The CEO of the UK’s National Cyber Security Centre, part of GCHQ, says that the main threat facing UK businesses and consumers is ransomware coming from cyber criminals.
This week Lindy Cameron delivered the Annual Security Lecture to the Royal United Services Institute where she stated that:
For most UK citizens and businesses, and indeed for the vast majority of critical national infrastructure providers and government service providers, the primary key threat is not state actors but cyber criminals, and in particular the threat of ransomware.
Ransomware attacks are increasing globally, and this is enabled by the rise of ransomware-as-a-service where criminals sell ‘off the shelf’ ransomware services that can be used by criminals who would otherwise not have the technical ability to succeed.

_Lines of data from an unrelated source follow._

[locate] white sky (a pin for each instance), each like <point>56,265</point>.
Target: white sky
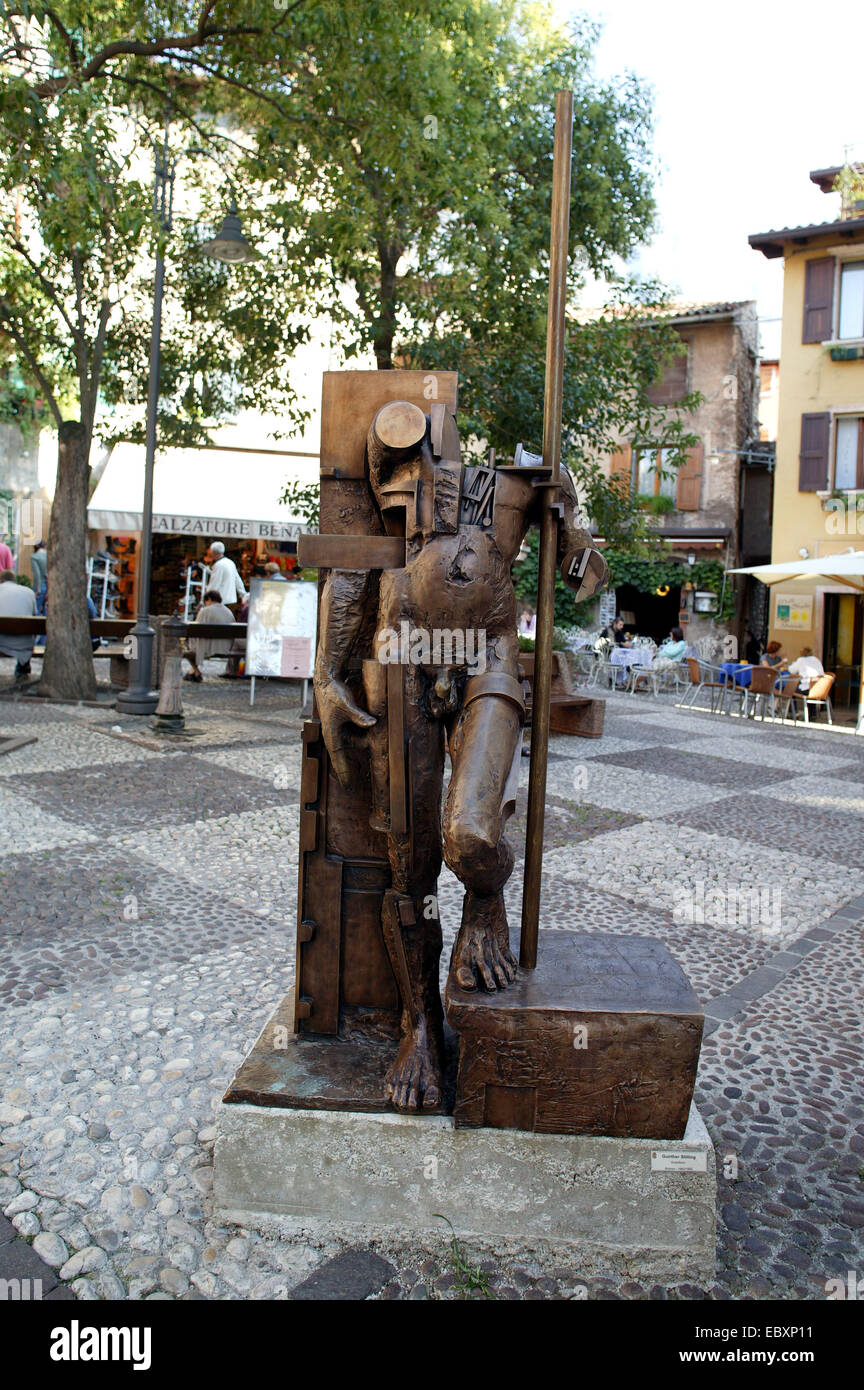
<point>749,96</point>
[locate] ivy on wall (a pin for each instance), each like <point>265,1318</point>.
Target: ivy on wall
<point>643,574</point>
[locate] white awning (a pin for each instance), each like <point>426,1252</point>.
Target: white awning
<point>843,567</point>
<point>217,494</point>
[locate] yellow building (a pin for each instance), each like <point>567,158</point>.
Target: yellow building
<point>818,491</point>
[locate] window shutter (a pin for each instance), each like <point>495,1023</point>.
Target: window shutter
<point>673,385</point>
<point>813,459</point>
<point>620,463</point>
<point>688,492</point>
<point>818,299</point>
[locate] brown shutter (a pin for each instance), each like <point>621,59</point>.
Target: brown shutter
<point>818,299</point>
<point>673,385</point>
<point>813,459</point>
<point>688,492</point>
<point>620,463</point>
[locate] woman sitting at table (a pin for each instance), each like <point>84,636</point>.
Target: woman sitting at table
<point>774,655</point>
<point>671,651</point>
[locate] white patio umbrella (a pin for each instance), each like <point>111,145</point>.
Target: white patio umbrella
<point>846,569</point>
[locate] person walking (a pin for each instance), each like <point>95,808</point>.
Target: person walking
<point>17,601</point>
<point>225,577</point>
<point>197,649</point>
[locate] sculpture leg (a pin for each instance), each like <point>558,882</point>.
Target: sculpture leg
<point>410,923</point>
<point>484,742</point>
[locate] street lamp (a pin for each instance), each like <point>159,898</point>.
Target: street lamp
<point>229,246</point>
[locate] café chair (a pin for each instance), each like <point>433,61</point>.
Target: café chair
<point>785,692</point>
<point>818,694</point>
<point>760,690</point>
<point>699,683</point>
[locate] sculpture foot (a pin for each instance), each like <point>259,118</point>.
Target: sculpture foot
<point>414,1082</point>
<point>481,957</point>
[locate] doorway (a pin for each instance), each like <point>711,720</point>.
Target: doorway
<point>649,615</point>
<point>843,626</point>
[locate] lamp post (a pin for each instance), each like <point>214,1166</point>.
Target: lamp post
<point>229,246</point>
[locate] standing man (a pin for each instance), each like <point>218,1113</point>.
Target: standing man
<point>225,577</point>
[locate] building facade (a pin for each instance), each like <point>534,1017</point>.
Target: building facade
<point>818,496</point>
<point>702,512</point>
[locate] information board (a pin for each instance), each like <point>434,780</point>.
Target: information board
<point>281,631</point>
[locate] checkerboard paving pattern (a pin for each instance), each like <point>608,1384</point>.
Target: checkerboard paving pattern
<point>147,894</point>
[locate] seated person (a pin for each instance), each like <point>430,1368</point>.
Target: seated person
<point>197,649</point>
<point>774,655</point>
<point>807,667</point>
<point>671,651</point>
<point>617,634</point>
<point>17,601</point>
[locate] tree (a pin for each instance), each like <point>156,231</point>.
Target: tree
<point>82,103</point>
<point>422,181</point>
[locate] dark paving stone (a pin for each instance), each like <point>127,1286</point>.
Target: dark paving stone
<point>353,1276</point>
<point>20,1261</point>
<point>723,1007</point>
<point>696,767</point>
<point>753,986</point>
<point>779,824</point>
<point>102,798</point>
<point>567,822</point>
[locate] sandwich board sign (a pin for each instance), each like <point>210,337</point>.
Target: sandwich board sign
<point>281,630</point>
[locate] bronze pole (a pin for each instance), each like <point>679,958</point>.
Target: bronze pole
<point>549,528</point>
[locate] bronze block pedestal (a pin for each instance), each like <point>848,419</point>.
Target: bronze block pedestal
<point>602,1039</point>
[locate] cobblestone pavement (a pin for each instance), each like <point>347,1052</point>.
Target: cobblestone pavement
<point>147,895</point>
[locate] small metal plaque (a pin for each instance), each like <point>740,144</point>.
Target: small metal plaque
<point>678,1161</point>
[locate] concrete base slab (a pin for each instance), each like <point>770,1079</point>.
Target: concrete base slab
<point>622,1207</point>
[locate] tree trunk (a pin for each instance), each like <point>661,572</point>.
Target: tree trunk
<point>384,328</point>
<point>67,670</point>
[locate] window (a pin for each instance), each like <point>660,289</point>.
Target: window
<point>852,300</point>
<point>673,385</point>
<point>849,453</point>
<point>648,478</point>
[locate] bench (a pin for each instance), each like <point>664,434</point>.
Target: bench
<point>571,713</point>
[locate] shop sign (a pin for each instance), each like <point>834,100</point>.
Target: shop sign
<point>227,527</point>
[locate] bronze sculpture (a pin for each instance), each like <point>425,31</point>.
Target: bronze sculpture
<point>463,528</point>
<point>417,653</point>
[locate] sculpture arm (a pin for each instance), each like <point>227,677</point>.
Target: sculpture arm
<point>341,616</point>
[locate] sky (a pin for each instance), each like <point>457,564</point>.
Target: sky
<point>749,96</point>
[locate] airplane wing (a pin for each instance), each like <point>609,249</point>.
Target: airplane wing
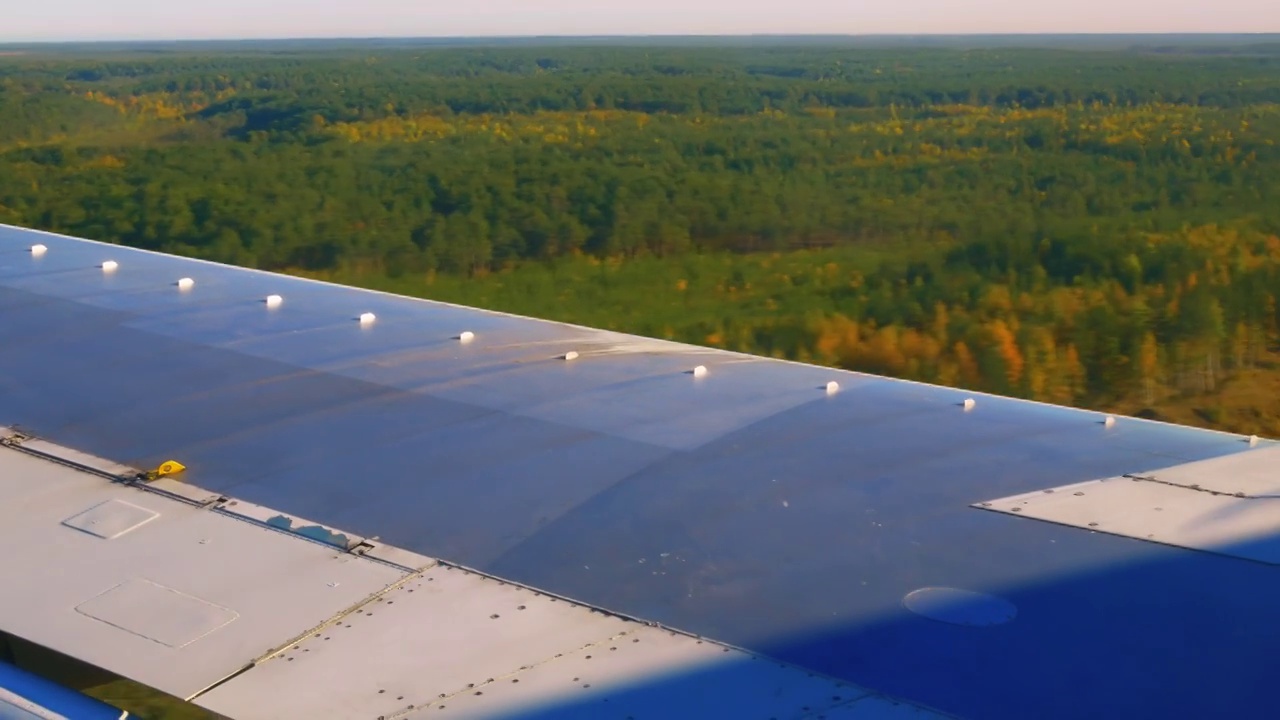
<point>394,507</point>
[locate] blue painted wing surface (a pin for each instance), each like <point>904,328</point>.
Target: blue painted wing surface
<point>746,504</point>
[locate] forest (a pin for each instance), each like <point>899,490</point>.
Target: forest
<point>1092,226</point>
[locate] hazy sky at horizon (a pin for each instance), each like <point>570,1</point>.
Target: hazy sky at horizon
<point>172,19</point>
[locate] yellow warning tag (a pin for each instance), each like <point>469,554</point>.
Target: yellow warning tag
<point>169,468</point>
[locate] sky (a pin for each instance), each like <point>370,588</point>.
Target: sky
<point>178,19</point>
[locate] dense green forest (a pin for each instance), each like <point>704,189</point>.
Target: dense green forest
<point>1092,226</point>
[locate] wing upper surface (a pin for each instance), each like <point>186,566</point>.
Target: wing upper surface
<point>748,505</point>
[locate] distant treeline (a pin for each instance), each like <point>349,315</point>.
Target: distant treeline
<point>1055,223</point>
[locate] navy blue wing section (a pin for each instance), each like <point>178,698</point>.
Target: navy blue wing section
<point>748,504</point>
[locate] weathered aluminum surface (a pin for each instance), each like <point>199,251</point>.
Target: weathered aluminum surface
<point>649,673</point>
<point>178,602</point>
<point>748,504</point>
<point>393,641</point>
<point>1228,505</point>
<point>476,647</point>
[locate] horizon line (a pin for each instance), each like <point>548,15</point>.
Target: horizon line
<point>644,36</point>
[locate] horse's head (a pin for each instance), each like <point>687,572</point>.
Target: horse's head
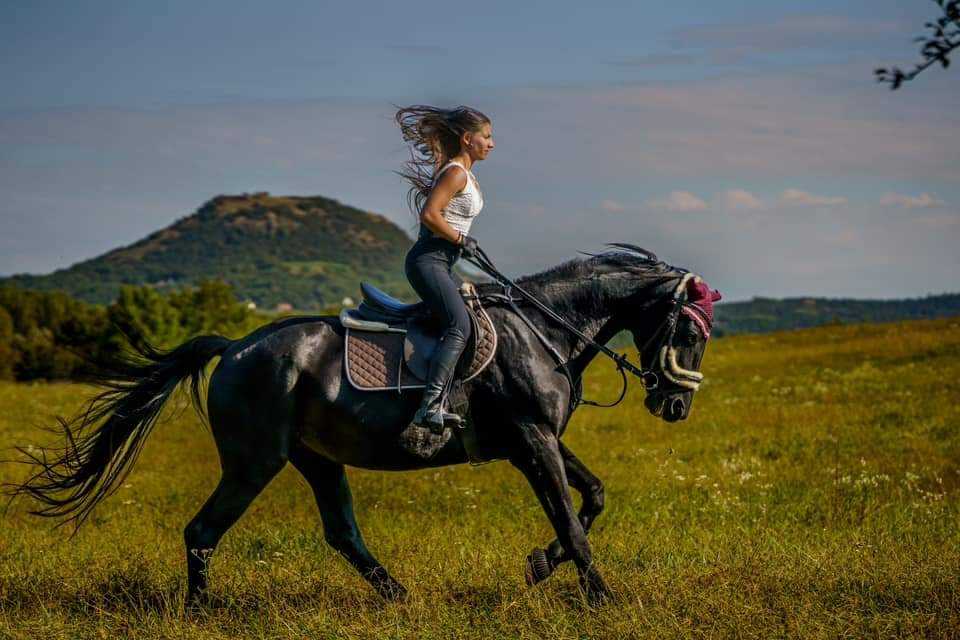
<point>671,347</point>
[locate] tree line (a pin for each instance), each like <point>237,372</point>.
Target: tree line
<point>52,336</point>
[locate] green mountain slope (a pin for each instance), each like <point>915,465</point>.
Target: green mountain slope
<point>306,251</point>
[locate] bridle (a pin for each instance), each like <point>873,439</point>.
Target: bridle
<point>664,366</point>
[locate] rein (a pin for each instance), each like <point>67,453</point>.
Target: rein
<point>648,377</point>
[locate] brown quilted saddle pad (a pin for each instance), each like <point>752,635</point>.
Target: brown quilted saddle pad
<point>375,360</point>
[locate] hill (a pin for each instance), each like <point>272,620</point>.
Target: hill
<point>307,251</point>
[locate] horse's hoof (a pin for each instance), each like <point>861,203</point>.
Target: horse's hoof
<point>392,591</point>
<point>538,567</point>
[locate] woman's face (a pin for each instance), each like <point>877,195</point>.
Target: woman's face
<point>479,144</point>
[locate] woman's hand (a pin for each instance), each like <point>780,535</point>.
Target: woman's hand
<point>470,247</point>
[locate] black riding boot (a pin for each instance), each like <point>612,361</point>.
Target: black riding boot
<point>428,432</point>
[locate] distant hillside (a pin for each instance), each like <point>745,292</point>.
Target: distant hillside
<point>761,315</point>
<point>306,251</point>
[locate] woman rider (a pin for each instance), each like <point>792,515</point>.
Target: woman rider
<point>446,144</point>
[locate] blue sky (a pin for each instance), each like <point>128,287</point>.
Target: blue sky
<point>744,140</point>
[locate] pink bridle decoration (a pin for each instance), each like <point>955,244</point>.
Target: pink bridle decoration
<point>700,308</point>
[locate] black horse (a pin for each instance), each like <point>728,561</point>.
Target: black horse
<point>279,395</point>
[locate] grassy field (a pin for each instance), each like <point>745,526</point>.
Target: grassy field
<point>814,492</point>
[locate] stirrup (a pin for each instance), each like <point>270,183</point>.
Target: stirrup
<point>437,420</point>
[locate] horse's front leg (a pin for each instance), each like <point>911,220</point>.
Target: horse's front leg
<point>542,562</point>
<point>540,461</point>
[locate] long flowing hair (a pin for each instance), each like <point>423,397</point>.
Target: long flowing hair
<point>434,137</point>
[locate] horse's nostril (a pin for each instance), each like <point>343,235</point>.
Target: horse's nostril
<point>676,408</point>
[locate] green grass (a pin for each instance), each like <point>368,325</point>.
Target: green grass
<point>812,493</point>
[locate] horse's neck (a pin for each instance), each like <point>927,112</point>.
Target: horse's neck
<point>592,314</point>
<point>596,321</point>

The NCSC offers advice to boards and business leaders to help them assess their readiness to deal with a ransomware attack:
How would you know?
How would the organisation know that a ransomware attack was underway and would the business leaders be notified promptly? Organisations need both technical controls to spot the attack and staff available to monitor the systems and respond to alerts
How could you minimise the damage?
Steps can be taken to limit and minimise the ability of criminals and ransomware to move around your network. These include strong Identity and Access Management systems to control how user logins are provisioned and managed, and Network Segmentation which prevents a ransomware infection in one part of the network from being able to spread through the whole organisation.
How would you respond?
When the disaster strikes, it’s too late to prepare so create and test a Security Incident Response plan to manage the event.
Ransomware is new and different – are you ready?
Ransomware is a relatively new threat so systems and plans created a few years ago may not give due attention to the risk of ransomware. Review your plans in light of the increased likelihood of a ransomware attack.
Backups are your best defence
Since backups are the best defence against ransomware in most cases – how can you be sure that your backups and the systems that manage them (and the restore operations) are protected against ransomware themselves.